Almost no effect here on MS-Windows:

  (("built-in" . "Elapsed time: 0.859375s (0.093750s in 4 GCs)")
   ("with-find" . "Elapsed time: 8.437500s (0.078125s in 4 GCs)"))

It was 8.578 sec with the previous version.

(The Lisp version is somewhat faster in this test because I
native-compiled the code for this test.)

On GNU/Linux:

  (("built-in" . "Elapsed time: 4.244898s (1.934182s in 56 GCs)")
   ("with-find" . "Elapsed time: 3.011574s (1.190498s in 35 GCs)"))

Faster by 10% (previous version yielded 3.327 sec).

Btw, I needed to fix the code: when-let needs 2 open parens after it,
not one.  The original code signals an error from the filter function
in Emacs 29.

> >>   (cl-assert (null _predicate) t "find-directory-files-recursively can't 
> >> accept arbitrary predicates")
> >
> > It should.
> 
> This is where I think a fallback would be useful - it's basically
> impossible to support arbitrary predicates efficiently here, since it
> requires us to put Lisp in control of whether find descends into a
> directory.

There's nothing wrong with supporting this less efficiently.

And there's no need to control where Find descends: you could just
filter out the files from those directories that need to be ignored.

> So I'm thinking I would just fall back to running the old
> directory-files-recursively whenever there's a predicate.  Or just not
> supporting this at all...

We cannot not support it at all, because then it will not be a
replacement.  Fallback is okay, though I'd prefer a self-contained
function.

> >>         (if follow-symlinks
> >>             '("-L")
> >>           '("!" "(" "-type" "l" "-xtype" "d" ")"))
> >>         (unless (string-empty-p regexp)
> >>           "-regex" (concat ".*" regexp ".*"))
> >>         (unless include-directories
> >>           '("!" "-type" "d"))
> >>         '("-print0")
> >
> > Some of these switches are specific to GNU Find.  Are we going to
> > support only GNU Find?
> 
> POSIX find doesn't support -regex, so I think we have to.  We could
> stick to just POSIX find if we only allowed globs in
> find-directory-files-recursively, instead of full regexes.

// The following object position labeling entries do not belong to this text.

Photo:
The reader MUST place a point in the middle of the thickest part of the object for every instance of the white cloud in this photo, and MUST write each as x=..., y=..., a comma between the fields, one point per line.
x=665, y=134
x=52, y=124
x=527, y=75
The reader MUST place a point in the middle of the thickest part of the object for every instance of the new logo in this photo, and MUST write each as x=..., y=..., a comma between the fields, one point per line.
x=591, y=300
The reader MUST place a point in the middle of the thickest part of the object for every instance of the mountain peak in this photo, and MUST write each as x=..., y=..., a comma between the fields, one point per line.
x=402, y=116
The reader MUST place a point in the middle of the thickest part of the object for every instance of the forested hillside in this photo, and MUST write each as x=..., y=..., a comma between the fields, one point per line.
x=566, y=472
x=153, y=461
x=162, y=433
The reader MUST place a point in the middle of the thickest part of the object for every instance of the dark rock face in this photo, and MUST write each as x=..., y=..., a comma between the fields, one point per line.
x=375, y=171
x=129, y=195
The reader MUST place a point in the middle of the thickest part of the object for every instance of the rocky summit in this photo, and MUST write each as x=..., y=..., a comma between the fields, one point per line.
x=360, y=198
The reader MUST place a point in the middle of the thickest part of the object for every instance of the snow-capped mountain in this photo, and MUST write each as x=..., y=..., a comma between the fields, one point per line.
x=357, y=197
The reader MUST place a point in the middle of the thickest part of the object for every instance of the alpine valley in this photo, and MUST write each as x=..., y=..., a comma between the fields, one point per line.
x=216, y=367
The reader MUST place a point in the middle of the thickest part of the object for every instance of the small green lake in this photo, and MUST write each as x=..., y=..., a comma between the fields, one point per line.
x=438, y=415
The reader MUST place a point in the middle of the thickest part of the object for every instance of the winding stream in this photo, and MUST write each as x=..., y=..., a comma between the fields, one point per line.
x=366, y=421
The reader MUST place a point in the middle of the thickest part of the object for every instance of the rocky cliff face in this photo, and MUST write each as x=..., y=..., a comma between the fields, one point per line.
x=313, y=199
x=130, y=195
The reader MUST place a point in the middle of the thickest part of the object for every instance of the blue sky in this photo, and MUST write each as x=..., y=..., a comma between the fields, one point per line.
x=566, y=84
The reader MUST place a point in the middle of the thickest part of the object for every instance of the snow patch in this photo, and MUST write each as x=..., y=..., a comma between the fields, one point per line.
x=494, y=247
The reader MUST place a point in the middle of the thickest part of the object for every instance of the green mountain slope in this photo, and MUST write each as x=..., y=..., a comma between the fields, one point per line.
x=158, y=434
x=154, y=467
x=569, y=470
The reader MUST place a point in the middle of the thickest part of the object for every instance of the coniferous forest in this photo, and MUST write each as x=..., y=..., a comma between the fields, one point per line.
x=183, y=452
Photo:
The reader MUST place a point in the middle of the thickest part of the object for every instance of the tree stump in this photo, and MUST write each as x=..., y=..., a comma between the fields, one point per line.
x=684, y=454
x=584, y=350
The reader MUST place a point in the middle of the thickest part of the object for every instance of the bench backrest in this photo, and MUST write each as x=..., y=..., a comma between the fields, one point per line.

The latter would again be incompatible with
directory-files-recursively, so it isn't TRT, IMO.

One other subtlety is non-ASCII file names: you use -print0 switch to
Find, which produces null bytes, and those could inhibit decoding of
non-ASCII characters. So you may need to bind
inhibit-null-byte-detection to a non-nil value to get correctly
decoded file names you get from Find.